Looking forward to GHOST!
Thanks Sir Batson, I'm always looking for clues on mystery writing. (pun intended)

Galadriel said...

Thanks for taking the time to answer, Sir Batson.

Christian Miles said...

Awesome interview! I can't wait to get GHOST on my kindle! :D

everlastingscribe said...

Fantastic insights, m'lord. I do agree you have to be mindful of your audience age when deciding what violence to leave in, what to hint at, and what to drop all together. And Mallik is correct, large hammers are wondrous things for problem solving.

I prefer my mystery/suspense straight up without the paranormal in it, but Ghost sounds intriguing. I'll definitely add it to my Nook collection!

Evergreena said...

Wow, great interview! Thank you, Sir Batson! Since I'm working on a mystery/suspense novel with some supernatural elements myself, these answers are very helpful.

GHOST sounds more intriguing every day. :)

Greg said...

When Wayne becomes the new Jim Butcher, let it be known I prophesied it. lol. no but seriously he should do a guest post about self-publishing!

Millardthemk said...

Wayne,

I read this when it first came out, failed to comment. I feel like this is the best interview you have done to date.(That I've read) Many thanks to Michelle for making it happen!

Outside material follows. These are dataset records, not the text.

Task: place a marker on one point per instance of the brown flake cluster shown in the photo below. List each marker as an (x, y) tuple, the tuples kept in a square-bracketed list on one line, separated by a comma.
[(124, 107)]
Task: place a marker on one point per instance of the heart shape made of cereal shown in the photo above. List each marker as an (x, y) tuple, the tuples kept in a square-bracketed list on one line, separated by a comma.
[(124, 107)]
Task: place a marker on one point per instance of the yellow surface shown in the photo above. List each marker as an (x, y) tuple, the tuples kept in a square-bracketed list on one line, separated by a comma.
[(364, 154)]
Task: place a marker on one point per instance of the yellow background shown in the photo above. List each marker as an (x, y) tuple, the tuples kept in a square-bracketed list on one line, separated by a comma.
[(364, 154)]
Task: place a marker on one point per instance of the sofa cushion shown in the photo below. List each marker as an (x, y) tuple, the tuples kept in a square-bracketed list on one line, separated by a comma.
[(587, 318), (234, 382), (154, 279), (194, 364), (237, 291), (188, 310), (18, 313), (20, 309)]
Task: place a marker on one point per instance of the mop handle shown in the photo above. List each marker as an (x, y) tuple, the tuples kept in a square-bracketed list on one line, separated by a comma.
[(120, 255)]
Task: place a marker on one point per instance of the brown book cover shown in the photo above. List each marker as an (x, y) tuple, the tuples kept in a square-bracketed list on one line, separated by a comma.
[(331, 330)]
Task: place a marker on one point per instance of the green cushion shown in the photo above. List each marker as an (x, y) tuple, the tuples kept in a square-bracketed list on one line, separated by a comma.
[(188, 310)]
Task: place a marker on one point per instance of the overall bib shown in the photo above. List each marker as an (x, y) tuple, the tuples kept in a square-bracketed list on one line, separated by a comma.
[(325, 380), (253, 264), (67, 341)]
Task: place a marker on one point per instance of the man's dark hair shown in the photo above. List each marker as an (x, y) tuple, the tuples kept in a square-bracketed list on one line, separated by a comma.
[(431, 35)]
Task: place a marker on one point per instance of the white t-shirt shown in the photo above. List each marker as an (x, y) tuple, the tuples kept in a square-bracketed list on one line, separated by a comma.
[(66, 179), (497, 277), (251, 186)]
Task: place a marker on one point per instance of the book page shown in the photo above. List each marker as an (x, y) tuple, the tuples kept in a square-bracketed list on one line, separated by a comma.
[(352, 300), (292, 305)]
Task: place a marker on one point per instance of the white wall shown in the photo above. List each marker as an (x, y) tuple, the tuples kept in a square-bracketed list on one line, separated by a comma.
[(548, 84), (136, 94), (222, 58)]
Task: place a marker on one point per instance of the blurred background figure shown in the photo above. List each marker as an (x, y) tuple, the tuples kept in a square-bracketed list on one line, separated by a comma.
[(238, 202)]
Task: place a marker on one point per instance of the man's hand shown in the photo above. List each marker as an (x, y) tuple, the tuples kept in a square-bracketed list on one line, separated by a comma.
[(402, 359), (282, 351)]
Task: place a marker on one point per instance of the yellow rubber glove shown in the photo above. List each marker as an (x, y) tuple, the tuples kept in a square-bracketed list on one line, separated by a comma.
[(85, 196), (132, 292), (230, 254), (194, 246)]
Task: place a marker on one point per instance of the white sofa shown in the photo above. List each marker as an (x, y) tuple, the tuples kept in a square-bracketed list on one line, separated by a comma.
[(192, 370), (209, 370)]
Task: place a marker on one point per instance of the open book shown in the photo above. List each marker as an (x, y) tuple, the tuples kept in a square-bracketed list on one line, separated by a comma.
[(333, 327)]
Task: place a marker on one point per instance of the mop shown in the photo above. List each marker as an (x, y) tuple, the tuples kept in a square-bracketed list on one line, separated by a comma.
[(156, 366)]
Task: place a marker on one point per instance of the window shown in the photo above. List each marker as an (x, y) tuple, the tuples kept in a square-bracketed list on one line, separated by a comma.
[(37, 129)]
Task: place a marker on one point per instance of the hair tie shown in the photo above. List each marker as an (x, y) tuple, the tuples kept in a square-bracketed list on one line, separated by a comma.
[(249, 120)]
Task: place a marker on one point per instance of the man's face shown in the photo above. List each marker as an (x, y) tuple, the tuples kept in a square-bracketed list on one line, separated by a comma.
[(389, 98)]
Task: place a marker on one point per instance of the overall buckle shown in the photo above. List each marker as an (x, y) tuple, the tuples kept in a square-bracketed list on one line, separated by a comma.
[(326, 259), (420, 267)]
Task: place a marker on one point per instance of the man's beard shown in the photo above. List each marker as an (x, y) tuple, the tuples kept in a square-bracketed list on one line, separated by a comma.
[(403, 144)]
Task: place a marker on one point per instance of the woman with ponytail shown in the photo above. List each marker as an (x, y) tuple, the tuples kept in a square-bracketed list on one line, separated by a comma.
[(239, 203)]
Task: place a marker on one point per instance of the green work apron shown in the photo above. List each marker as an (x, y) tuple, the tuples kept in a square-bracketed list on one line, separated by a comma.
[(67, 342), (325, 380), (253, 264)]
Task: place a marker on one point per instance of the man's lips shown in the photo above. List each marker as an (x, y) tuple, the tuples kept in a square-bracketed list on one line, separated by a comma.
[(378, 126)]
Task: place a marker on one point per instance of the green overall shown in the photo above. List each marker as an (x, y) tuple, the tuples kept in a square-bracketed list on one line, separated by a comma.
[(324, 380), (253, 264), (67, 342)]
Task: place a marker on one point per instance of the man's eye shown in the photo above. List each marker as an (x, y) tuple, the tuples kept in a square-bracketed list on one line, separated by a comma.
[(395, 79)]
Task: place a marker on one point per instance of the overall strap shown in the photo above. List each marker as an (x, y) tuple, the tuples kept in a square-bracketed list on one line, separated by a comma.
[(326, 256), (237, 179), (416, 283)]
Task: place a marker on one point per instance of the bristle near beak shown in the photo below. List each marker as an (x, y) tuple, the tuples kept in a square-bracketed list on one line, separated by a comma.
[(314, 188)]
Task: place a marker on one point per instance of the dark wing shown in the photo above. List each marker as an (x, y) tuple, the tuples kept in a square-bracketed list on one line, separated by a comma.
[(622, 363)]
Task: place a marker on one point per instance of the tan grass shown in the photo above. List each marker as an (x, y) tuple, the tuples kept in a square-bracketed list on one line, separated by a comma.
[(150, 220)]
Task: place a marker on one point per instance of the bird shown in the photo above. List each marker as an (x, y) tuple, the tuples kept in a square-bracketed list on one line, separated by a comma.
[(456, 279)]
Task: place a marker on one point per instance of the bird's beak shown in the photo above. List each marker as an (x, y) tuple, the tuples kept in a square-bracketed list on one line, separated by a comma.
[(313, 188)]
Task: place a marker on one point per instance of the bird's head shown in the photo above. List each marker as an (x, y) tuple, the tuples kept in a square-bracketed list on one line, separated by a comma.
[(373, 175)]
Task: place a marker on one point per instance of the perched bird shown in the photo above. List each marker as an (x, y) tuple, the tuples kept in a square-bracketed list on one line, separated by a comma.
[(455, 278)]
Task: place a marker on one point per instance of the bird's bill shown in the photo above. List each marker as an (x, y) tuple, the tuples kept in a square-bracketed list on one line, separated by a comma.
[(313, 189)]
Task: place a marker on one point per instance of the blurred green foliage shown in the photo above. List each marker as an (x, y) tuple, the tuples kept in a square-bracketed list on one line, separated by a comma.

When you take a mystery and add the supernatural it becomes very thriller like, or can. I wonder, is GHOST going to be a thriller or a mystery? From what I've heard..I Can't tell! :-P


I appreciate that explicit scenes as well as graphic violence will not have a home in GHOST. I look forward to reading it, and wish the best of luck.

shieldmaidenthoughts said...

This looks GOOD! I love good, clean, intense thrillers! I can't wait to read this!

Jake said...

Fantastic interview! Definitely looking forward to GHOST as well as the Kindle price for it. ;) LOL. Again, great interview—-it was extremely helpful.

WayneThomasBatson said...

Thanks all for the kind words and for the opportunity to visit your wonderful League. Quite extraordinary what's happening with you. To quote DC Talk: "God is doin a new thing."

PS: Still pounding away on GHOST. Praying to get it release in July.